Using rowversion with SSIS to reduce load times

Problem

You want to reduce the load time of your SSIS packages, but you found that the source of the problem is that you are doing full comparisons between your source system and your destination. Perhaps you’ve come to find that your source system has been difficult for you to detect when data changes have occurred.

Solution

SQL Server includes an internal mechanism that detects when there are changes to a row. In SQL Server 2005, the rowversion data type was added to essentially replace the timestamp data type. This data type is read-only and automatically populated by SQL Server much in the same way an identity value is handled.

The value stored for rowversion is a hexadecimal value and is essentially a binary(8). Whenever there is an insert or update to a table with a rowversion column, the rowversion value will automatically increment. By querying this value, we can select rows that have changed and create processes that incrementally extract data.

One of the great things about rowversion is that it exists in all versions of SQL Server, unlike Change Data Capture which exists only in Enterprise Edition.

SQL Server Timestamp Data Type

If you check the documentation for the rowversion type, you’ll find a note in Books Online that mentions that the timestamp syntax is deprecated.

However, you may find that when you add a rowversion column to a table that a column of timestamp data type has been created. This is because timestamp is the synonym for rowversion.

The following is from Books Online (http://technet.microsoft.com/en-us/library/ms182776(v=sql.110).aspx:

“timestamp is the synonym for the rowversion data type and is subject to the behavior of data type synonyms.
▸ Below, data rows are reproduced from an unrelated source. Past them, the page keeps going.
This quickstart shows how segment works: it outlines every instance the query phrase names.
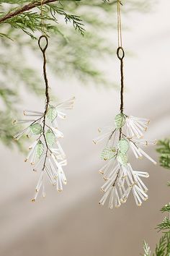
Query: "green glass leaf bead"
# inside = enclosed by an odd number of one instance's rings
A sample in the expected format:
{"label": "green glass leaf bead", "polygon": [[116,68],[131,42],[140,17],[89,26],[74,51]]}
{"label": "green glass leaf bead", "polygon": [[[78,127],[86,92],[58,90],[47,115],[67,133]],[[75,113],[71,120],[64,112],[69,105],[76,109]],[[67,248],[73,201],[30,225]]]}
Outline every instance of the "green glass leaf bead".
{"label": "green glass leaf bead", "polygon": [[115,155],[115,152],[116,152],[115,148],[107,147],[102,150],[100,158],[101,159],[105,161],[109,160]]}
{"label": "green glass leaf bead", "polygon": [[120,129],[123,127],[125,122],[125,117],[123,114],[118,114],[115,119],[115,125],[117,129]]}
{"label": "green glass leaf bead", "polygon": [[40,133],[41,133],[41,132],[42,131],[42,127],[41,124],[38,123],[31,124],[30,129],[32,135],[40,135]]}
{"label": "green glass leaf bead", "polygon": [[53,106],[50,106],[46,114],[47,119],[50,121],[53,121],[57,117],[57,116],[58,113],[56,108]]}
{"label": "green glass leaf bead", "polygon": [[122,166],[127,166],[128,164],[128,155],[126,154],[123,154],[122,153],[120,152],[117,155],[117,161],[121,163]]}
{"label": "green glass leaf bead", "polygon": [[52,147],[55,142],[55,137],[54,133],[48,129],[45,133],[45,138],[48,146]]}
{"label": "green glass leaf bead", "polygon": [[44,145],[40,140],[39,140],[36,148],[36,155],[38,158],[40,158],[44,152]]}
{"label": "green glass leaf bead", "polygon": [[118,148],[121,153],[125,154],[129,150],[129,142],[125,139],[121,139],[118,142]]}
In DDL statements, use rowversion instead of timestamp wherever possible.”

Adding a Rowversion to a SQL Server Table

Here’s an example of a table with a Rowversion column.

CREATE TABLE [dbo].[RowVersionDemo](
 [DemoID] [int] IDENTITY(1,1) NOT NULL,
 [FirstName] [varchar](50) NULL,
 [LastName] [varchar](50) NULL,
 [Address1] [varchar](50) NULL,
 [City] [varchar](50) NULL,
 [Region] [varchar](50) NULL,
 [PostalCode] [varchar](20) NULL,
 [VersionStamp] [rowversion] NOT NULL,
 CONSTRAINT [PK_RowVersionDemo] PRIMARY KEY CLUSTERED 
([DemoID] ASC)
) ON [PRIMARY]

I typically call my rowversion column VersionStamp. I don’t like to use SQL keywords for column names so this works out quite well. You can, however, name it anything. I’ve seen many places actually simply name it “rowversion”.

For existing tables, you can simply use the following syntax:

alter table <tablename> add VersionStamp rowversion;

This can take quite a bit of time to run on larger tables, however, and it might be a good idea to schedule a maintenance window in production systems.

Using Rowversion for SQL Server ETL

One of the more useful cases for rowversion is ETL. We can utilize the rowversion values in order to do incremental extracts.

The first thing we will want to do in this case is to define an upper bound. SQL Server has two built-in objects that are used to help with determining the max row version. They are @@dbts and min_active_rowversion().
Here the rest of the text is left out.